The variables we are interested in are mostly stationary but there are a couple that should be further differenced in order to make them stationary.

That being, said, log returns and log returns + dividends are already quite surely stationary so we're not going to bother with their stationarity anymore.

Additionally, in further boxplots we have been able to see that variables DE and EP are quite skewed so, even if they are already decently stationary, we will also difference them in order to center them a bit more.

In [None]:
snp['DP'] = snp['DP'].diff()
snp['DE'] = snp['DE'].diff()
snp['EP'] = snp['EP'].diff()

display(snp.head())

# We can safely remove the first row now instead of filling it with 0
snp.dropna(axis = 0, inplace = True)

display(snp.head())

In [None]:
fig, axes = plt.subplots(nrows=3, ncols=1, figsize=(10, 6))
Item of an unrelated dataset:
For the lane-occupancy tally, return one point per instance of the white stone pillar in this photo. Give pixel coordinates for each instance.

columns_to_plot = ['DP', 'DE', 'EP']
for i, col in enumerate(columns_to_plot):
    axes[i].plot(snp['yyyymm'], snp[col], marker='', linestyle='-')
    axes[i].set_title(col)
    axes[i].set_xlabel('Date')
    axes[i].set_ylabel(col)

plt.tight_layout()
plt.show()

# We test again for stationarity in the data

for col in columns_to_plot:
    adf_result = adfuller(snp[col])
    print(f'ADF Statistic for {col}: {adf_result[0]}')
    print(f'p-value for {col}: {adf_result[1]}\n')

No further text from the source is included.